Monday 24 June 2019

Prisoners at home

Kids (perhaps particularly boys?) who live in the country are particularly precocious when it comes to machinery. From an early age, at least at midterm break, they have been in the cab of Dad's JCB or tractor paying attention. When we were rebuilding our current gaff in 1996, the 10 y.o. son of the contractor would amuse himself, and polish his arm-eye coordination, by reversing his father's 4x4 and trailer round the corner and into our gateway . . . again and again, from both directions, up and down hill. Two years later, a construction flaw blocked our septic system and needed a JCB to dig out the pipework. The same chap, now 12, drove the JCB for 30km on the public road a) because he could b) because his dad was driving the 4x4.  All fine and good fun until something goes wrong and then damage is done and the father is reprimanded, fined, imprisoned - proportional to the damage.

At about the same time, our neighbour above left his 9 y.o. son in his jeep outside our gate while he was counting sheep. The chap decided "to help" by doing a 3 point turn so that the car was facing home.  He disappeared the near-side back wheel into the drain and couldn't get it out - small red face. Naturally his father, with 40 years more experience driving vehicles in adverse circumstances, was able to extricate his wheels without seeking outside help.

For 22 years we have been sharing the lane with that same super competent, fiercely independent, quite curmudgeonly farmer. Fiercely independent involves a certain amount of not listening to advice and not caring much about collateral damage as you go about fomenting cunning plans to turn a legal penny. I've written about how 5 tonnes of sewage sludge was delivered to the lane just downhill from our front gate rather in our neighbour's field just north of our garden.  You might think he'd learn from the trouble that caused. But no, the idea of free fertiliser sent a rush of blood to his head and last week he ordered ten! 20 tonne loads of  sludge to be delivered up our narrow, steep and poorly surfaced lane from the sewage farm that services Kilkenny City 40km away to the West.

Fiercely independent doesn't ask permission or warn neighbours not to hang laundry for several days until the smell dissipates. Rather it causes a 20 y.o. fellow to be employed by a haulage company, which is under contract to Enva [was Veolia], which is under contract to Irish Water, which is under contract to Kilkenny CoCo, to pick up the first load of sludge and marry it to a set of GPS coordinates in the next county. 

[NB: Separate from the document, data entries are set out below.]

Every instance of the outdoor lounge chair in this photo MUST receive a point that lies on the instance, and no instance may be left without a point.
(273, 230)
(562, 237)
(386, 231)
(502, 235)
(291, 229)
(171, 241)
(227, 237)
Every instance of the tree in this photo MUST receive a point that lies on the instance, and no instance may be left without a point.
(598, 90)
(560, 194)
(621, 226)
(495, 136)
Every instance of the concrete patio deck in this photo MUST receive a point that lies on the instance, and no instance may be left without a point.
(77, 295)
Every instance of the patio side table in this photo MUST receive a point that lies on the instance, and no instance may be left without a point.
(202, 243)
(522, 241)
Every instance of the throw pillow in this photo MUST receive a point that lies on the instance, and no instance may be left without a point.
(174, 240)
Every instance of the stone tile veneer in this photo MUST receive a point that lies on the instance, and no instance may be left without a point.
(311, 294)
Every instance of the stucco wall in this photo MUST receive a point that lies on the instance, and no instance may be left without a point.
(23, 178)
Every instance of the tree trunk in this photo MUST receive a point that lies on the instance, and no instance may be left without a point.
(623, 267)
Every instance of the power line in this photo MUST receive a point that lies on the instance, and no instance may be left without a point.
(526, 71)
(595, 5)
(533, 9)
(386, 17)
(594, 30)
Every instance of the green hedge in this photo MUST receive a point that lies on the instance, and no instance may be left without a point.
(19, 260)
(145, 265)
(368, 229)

First we heard about this plan was a slllooowwwly approaching rig, grinding up the lane . . . and finally bogging where the pitch changes from 8% to 12% just above our house. The driver retreated, tried again in a different gear and bogs again; gouging an inconsistency in the lane's surface into a deeper and less negotiable pot-hole. I went out to talk (calmly - getting all shouty won't help) to him and suggest that he backs his rig into our gateway and take his shit back to Kilkenny. He demurs and elects to back all the way - 300m - down the lane [don't forget the slope] and turn at the bottom onto the county road. There is about 1m clearance but the lane is not arrow-straight and definitely not flat or solid as to surface. About halfway down he contrives to push one of the 3 back wheels of his tractor trailer into the drain and cannot deliver enough traction to get out again.

The immediate consequence (nobody hurt!) is that the lane is totally blocked and are trapped in our little piece of paradise for 6 hours. Meanwhile the chap; the chap's line manager; our farming neighbour above = the sewage contractee; our farming neighbour below who has been driving machinery for 50 years; and sundry others work out how to clear the obstruction without a) killing anybody b) doing further damage to property c) damaging machinery or spilling any sludge [been there, shovelled that]. The Final Solution brought in a loader from Kilkenny and a 3.2m wide tracked digger from Wexford to push-me-pull-you the sludge trailer out of the drain and off the lane. The tracked digger had to go across three fields and two small rivers to approach the sludge truck from above. It took nearly an hour for Sludge-boy just to reverse his rig round the corner and onto the county road . . . mainly because he wouldn't listen to the advice of at least 4 much older men who had a collective 100 years of experience in such matters.

When you're young you are ignorant, because you haven't been on the planet long enough to gain knowledge and experience. But when you won't heed advice and you lack to capacity to try a new way of doing things (albeit under pressure) then people around you will start  to think you are stupid . . . and a liability. Word is that the young fellow will be let go and have to seek another line of work.